Logotipo OMI JPIC

Justiça, Paz e Integridade da Criação

Oblatos Missionários de Maria Imaculada  Província dos Estados Unidos

Logotipo da OMI
Notícias
Traduza esta página:

Notícias recentes

news feed

Arquivos de notícias


Vídeo e áudio mais recentes

Mais vídeo e áudio>

Suprema Corte dos EUA se recusa a ouvir caso de fundos abutre

Outubro 8th, 2013

vulturemanA Suprema Corte dos EUA decidiu não tomar o caso da dívida histórica entre a Argentina e os detentores de títulos liderados pelo NML Capital, um fundo de hedge que compra a dívida de países em crise financeira. A Argentina deve apresentar uma segunda petição nos próximos meses para que a Suprema Corte revise e decida novamente se ouvirá o caso. Em junho, a Argentina entrou com um mandado de certiorari para a Suprema Corte dos EUA pedindo ao tribunal que revogue uma decisão do 2nd Circuit Court of Appeals dos EUA em outubro passado. A decisão ordenou que a Argentina pagasse aos detentores de bônus US $ 1.33 bilhões com base na interpretação do tribunal de pari passuou cláusula de paridade.

“A comunidade religiosa está entristecida com a decisão do tribunal superior”, observou Eric LeCompte, Diretor Executivo da Jubilee USA, uma organização religiosa anti-pobreza. “Dada a probabilidade de a Argentina entrar com um processo novamente na Suprema Corte dos EUA neste caso de pobreza global, estamos orando por outra revisão que a Suprema Corte dos EUA aceite.”

Os fundos de hedge que buscam lucrar comprando dívidas em dificuldades de nações pobres ou sem dinheiro a taxas de grandes descontos e, em seguida, usando sistemas jurídicos para obter um lucro de até 400% são comumente chamados de "fundos abutre". Existem vários desses tipos de fundos de hedge processando a Argentina depois de comprar dívida barata da Argentina, quando o país deixou de pagar cerca de US $ 81 bilhões em 2001. Na época, os números do desemprego na Argentina estavam disparando e a situação financeira do país refletia os atuais problemas financeiros da Grécia. A Argentina reestruturou sua dívida em cerca de 30 centavos de dólar. Aproximadamente 92% dos detentores de títulos aceitaram esse negócio. Quando a nação começou a sair do declínio econômico, os credores que se reestruturaram viram o valor de seus títulos aumentar. Os fundos de hedge que estão processando a Argentina recusaram o negócio várias vezes e continuam a processar pelo valor total.

A França apresentou um amicus breve à Suprema Corte dos EUA em apoio ao pedido da Argentina.
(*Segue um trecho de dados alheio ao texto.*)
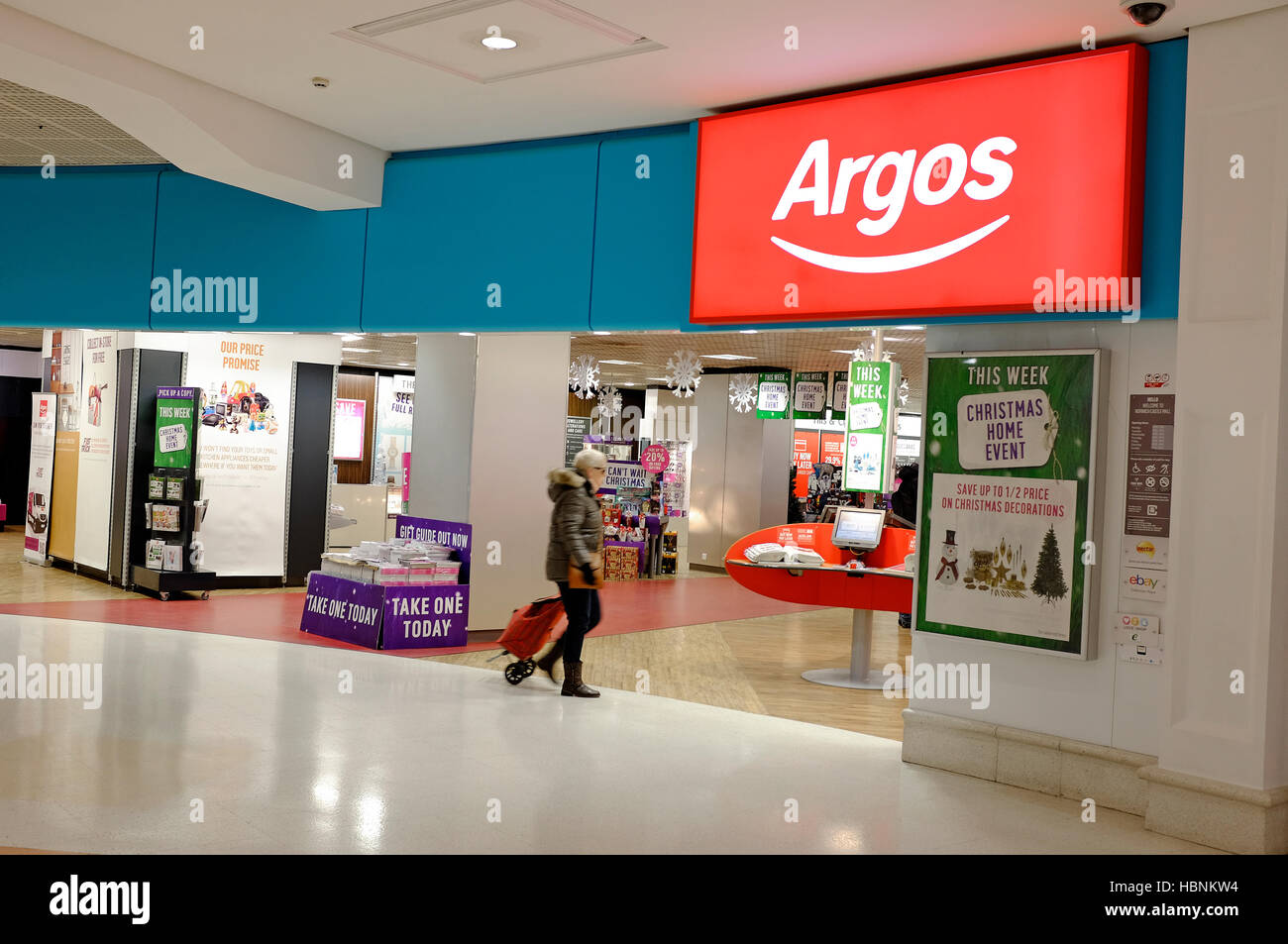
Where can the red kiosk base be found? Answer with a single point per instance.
(875, 581)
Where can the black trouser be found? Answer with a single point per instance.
(581, 604)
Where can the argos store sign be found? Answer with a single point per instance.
(944, 196)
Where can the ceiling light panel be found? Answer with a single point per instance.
(550, 34)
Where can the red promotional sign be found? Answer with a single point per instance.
(941, 196)
(833, 449)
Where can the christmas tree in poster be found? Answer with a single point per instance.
(1048, 577)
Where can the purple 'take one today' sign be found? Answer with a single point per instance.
(344, 609)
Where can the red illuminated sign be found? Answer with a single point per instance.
(943, 196)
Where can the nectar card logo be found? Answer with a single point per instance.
(939, 196)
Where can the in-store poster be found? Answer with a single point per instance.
(870, 426)
(40, 475)
(97, 437)
(394, 410)
(243, 450)
(773, 395)
(1006, 485)
(64, 380)
(809, 395)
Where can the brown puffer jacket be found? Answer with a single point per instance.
(576, 523)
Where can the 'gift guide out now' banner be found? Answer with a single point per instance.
(1006, 493)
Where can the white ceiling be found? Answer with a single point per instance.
(716, 54)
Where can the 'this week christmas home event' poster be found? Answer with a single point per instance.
(1006, 489)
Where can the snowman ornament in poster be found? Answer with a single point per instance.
(948, 561)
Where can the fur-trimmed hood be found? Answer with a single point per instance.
(563, 478)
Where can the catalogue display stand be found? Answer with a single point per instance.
(175, 507)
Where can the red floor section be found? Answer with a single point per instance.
(629, 607)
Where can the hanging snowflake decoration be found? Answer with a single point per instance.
(684, 372)
(742, 393)
(584, 376)
(609, 402)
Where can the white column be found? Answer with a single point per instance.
(1224, 760)
(443, 426)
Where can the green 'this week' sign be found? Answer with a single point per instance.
(175, 436)
(1006, 497)
(870, 426)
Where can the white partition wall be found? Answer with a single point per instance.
(519, 407)
(1228, 608)
(443, 426)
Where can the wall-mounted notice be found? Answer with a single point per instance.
(809, 395)
(245, 441)
(773, 395)
(1150, 423)
(575, 437)
(870, 426)
(98, 424)
(40, 475)
(351, 425)
(395, 399)
(840, 393)
(1006, 497)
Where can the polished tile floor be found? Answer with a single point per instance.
(213, 743)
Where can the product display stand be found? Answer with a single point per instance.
(174, 509)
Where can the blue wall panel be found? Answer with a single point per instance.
(644, 232)
(455, 223)
(308, 262)
(77, 248)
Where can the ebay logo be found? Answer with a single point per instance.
(947, 162)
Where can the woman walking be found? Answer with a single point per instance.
(575, 562)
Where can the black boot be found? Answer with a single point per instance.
(546, 664)
(572, 682)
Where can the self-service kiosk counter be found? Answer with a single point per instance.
(863, 581)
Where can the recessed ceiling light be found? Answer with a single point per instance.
(496, 42)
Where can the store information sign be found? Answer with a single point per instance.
(809, 395)
(419, 617)
(344, 609)
(97, 428)
(576, 430)
(773, 395)
(40, 475)
(626, 475)
(1151, 421)
(870, 426)
(840, 393)
(351, 425)
(174, 436)
(940, 196)
(1006, 497)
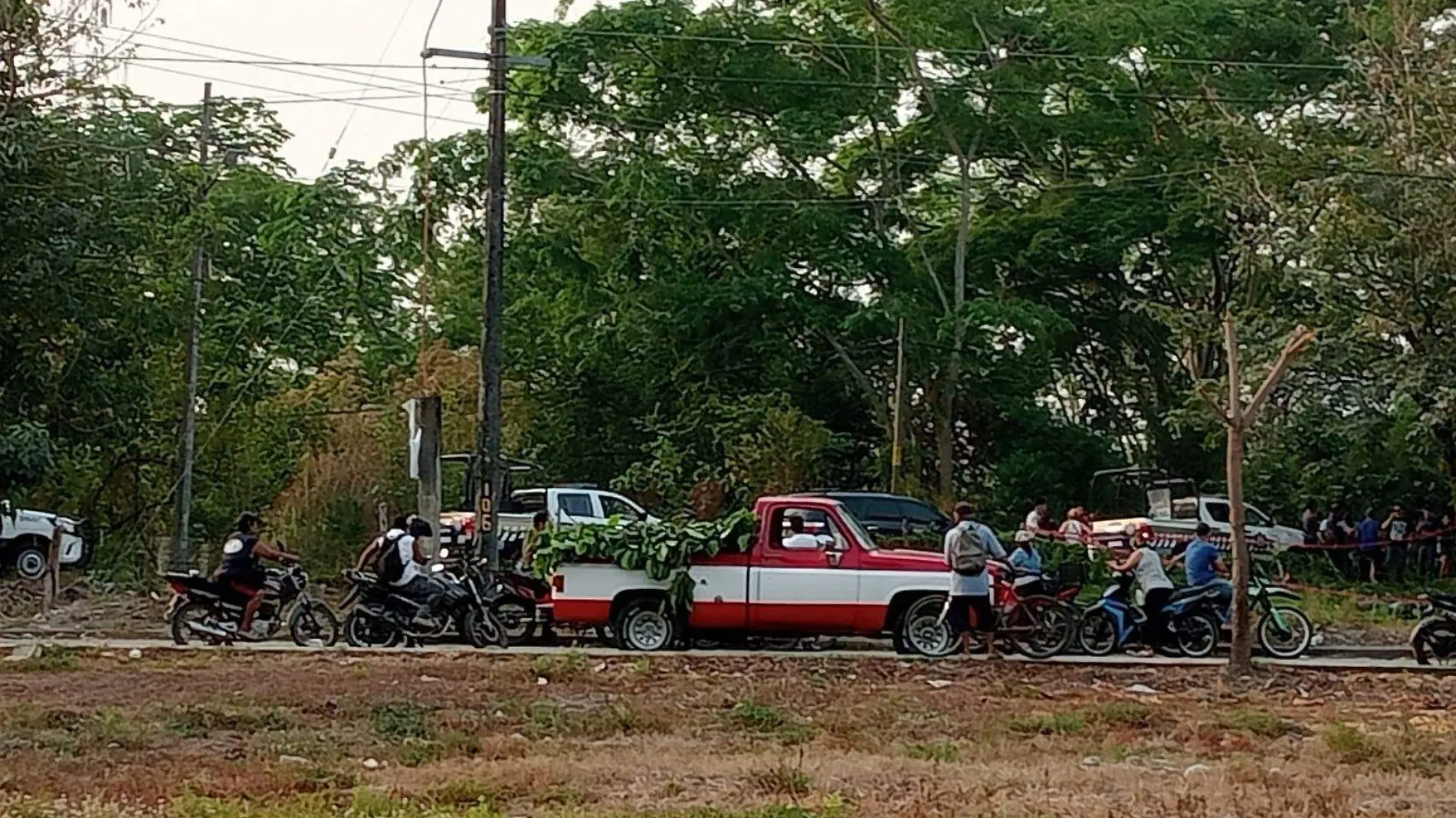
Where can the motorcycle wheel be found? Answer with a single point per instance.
(313, 625)
(1435, 643)
(366, 630)
(1040, 628)
(480, 628)
(189, 614)
(1197, 635)
(1289, 641)
(1097, 633)
(517, 617)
Os tribunais alemães tomaram o partido da Argentina e rejeitaram pedidos similares de fundos de hedge para ativos argentinos na Alemanha. o O FMI avaliou o caso dizendo que o resultado teria implicações importantes para a forma como a futura dívida soberana é reestruturada. Além disso, o Banco Mundial observou que o comportamento dos fundos abutre ameaça a recuperação financeira em economias frágeis. Durante o curso do caso, antes do 2nd US Circuit Court, o governo dos EUA entrou com um briefing de amigo da corte Observar uma decisão contra a Argentina poderia tornar muito mais difícil para os países em recuperação financeira ou os países que enfrentam estresses econômicos acessarem os swaps de crédito e dívida.

“Esses fundos de hedge podem ter montanhas de dinheiro, mas estão moralmente falidos”, afirmou LeCompte.

Mais informações na página do Jubileu EUA dedicada ao caso.

Agradecimentos ao Jubilee USA pelas informações contidas neste post.